Modern gene editing techniques allow us to do arts and crafts with genes. For example, the CRISPR/Cas9 technology is a useful tool in determining the pathogenicity of specific genetic variants. If patient derived cells are found to possess functional or phenotypic abnormalities, correcting the genetic variant suspected to cause disease should also correct these abnormalities. In practice this happens by 1) correcting the candidate variant in the patient’s iPSCs and 2) differentiating iPSCs containing the candidate variant and iPSCs in which the variant has been corrected to cells of interest and comparing the properties of these two cell lines.

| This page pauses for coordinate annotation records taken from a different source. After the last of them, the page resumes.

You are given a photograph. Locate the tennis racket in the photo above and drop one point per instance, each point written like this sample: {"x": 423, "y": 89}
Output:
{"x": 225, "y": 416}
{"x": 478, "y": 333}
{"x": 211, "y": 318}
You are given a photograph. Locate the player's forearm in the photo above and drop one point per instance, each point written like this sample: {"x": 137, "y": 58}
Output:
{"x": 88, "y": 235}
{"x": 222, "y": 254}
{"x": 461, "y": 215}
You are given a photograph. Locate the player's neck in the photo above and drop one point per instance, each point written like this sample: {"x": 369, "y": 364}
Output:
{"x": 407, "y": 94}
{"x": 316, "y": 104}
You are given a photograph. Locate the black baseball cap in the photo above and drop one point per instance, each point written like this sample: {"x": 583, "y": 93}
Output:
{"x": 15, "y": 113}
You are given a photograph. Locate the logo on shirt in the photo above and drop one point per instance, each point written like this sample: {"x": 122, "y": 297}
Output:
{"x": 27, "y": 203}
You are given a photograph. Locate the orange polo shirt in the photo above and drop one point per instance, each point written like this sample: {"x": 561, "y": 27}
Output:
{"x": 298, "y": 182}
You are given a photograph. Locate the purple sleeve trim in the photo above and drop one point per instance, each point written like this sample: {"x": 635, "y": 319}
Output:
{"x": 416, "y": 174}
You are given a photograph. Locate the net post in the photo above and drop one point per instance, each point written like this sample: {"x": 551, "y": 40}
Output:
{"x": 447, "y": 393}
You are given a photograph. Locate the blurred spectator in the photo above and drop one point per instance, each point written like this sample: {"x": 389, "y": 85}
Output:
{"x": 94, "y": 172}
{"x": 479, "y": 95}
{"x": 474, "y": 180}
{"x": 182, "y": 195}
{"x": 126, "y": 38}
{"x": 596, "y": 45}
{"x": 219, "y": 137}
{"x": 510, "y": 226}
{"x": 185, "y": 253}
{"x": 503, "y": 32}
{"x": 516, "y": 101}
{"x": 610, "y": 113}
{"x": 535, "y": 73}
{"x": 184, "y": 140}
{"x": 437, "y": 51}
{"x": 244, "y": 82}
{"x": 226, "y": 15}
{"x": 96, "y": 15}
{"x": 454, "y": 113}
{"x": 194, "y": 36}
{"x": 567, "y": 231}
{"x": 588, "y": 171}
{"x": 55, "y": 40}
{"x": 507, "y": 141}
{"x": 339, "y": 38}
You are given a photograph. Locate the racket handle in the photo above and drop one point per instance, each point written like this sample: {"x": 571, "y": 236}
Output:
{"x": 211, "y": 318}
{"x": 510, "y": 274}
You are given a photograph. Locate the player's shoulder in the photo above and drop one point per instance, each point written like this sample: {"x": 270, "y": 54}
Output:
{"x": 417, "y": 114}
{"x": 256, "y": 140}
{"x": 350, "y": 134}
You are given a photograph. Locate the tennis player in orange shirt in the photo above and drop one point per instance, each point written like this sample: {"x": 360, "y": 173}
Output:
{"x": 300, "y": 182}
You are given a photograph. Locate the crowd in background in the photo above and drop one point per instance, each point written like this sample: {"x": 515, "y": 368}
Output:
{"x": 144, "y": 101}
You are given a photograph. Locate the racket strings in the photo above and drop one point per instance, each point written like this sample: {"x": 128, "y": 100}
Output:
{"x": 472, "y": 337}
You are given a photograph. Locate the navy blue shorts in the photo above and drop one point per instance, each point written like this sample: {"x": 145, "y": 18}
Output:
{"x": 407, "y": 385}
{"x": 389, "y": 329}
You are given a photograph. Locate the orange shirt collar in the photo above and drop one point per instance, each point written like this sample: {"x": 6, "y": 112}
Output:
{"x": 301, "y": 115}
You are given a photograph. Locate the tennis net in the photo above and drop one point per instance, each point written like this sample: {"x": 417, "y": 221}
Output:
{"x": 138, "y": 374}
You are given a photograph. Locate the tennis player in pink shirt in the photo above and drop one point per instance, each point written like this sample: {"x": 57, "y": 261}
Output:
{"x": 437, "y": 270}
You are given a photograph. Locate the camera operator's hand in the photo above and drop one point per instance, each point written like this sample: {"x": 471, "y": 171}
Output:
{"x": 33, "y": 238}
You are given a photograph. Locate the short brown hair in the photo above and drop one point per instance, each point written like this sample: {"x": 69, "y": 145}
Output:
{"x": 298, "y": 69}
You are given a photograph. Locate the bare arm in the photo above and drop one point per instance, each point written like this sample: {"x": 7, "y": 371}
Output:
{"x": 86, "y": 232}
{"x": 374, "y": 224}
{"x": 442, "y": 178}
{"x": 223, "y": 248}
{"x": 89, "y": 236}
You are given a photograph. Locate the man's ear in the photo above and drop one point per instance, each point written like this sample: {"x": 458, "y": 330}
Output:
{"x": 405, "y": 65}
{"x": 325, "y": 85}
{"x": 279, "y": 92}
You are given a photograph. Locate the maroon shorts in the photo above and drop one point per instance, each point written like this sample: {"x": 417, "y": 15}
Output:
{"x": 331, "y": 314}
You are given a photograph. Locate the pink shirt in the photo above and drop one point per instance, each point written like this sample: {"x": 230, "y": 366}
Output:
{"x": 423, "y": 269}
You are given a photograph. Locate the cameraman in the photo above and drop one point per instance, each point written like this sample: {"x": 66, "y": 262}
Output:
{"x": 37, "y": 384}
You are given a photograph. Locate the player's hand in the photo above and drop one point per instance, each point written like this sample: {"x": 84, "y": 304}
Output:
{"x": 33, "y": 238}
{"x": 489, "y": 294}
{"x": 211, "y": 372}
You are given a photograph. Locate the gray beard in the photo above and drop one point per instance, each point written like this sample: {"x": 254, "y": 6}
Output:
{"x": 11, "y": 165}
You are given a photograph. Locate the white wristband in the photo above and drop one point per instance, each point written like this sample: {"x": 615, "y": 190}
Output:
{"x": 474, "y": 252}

The Finnish population is ideal for genetic studies and we have been able to collect a unique patient material from patients with congenital heart defects. We have identified potential disease causing variants in some of these individuals. During the last year, we have established iPS-cardiomyocyte (iPS-CM) and iPS-endothelial cell (iPS-EC) differentiation protocols in the Kivelä lab, and we are currently studying the pathogenicity and disease mechanisms of the candidate variants in patient derived iPSCs. Cardiac development is a complex interplay between multiple cell types, signaling pathways, and their response to mechanical forces of early blood flow. Co-cultures of iPS-CM and iPS-ECs and culturing the cells in flow are techniques we are using to mimic this complex system.

Our study will shed light on the origins of heart defects and model these defects on a dish. In addition to finding disease-associated genes, our study contributes to developing new methods to use patient derived iPSCs for disease modelling in complex cardiovascular disease. These methods can be applied to other forms of research involving the interplay between iPS-ECs and iPS-CMs, such as the cardiotoxicity of certain pharmaceuticals, and the role of endothelial cells in cardiomyocyte wellbeing in adult disease. In addition, our study results will shed light on the pathogenic mechanisms in diseases with a complex inheritance pattern in general.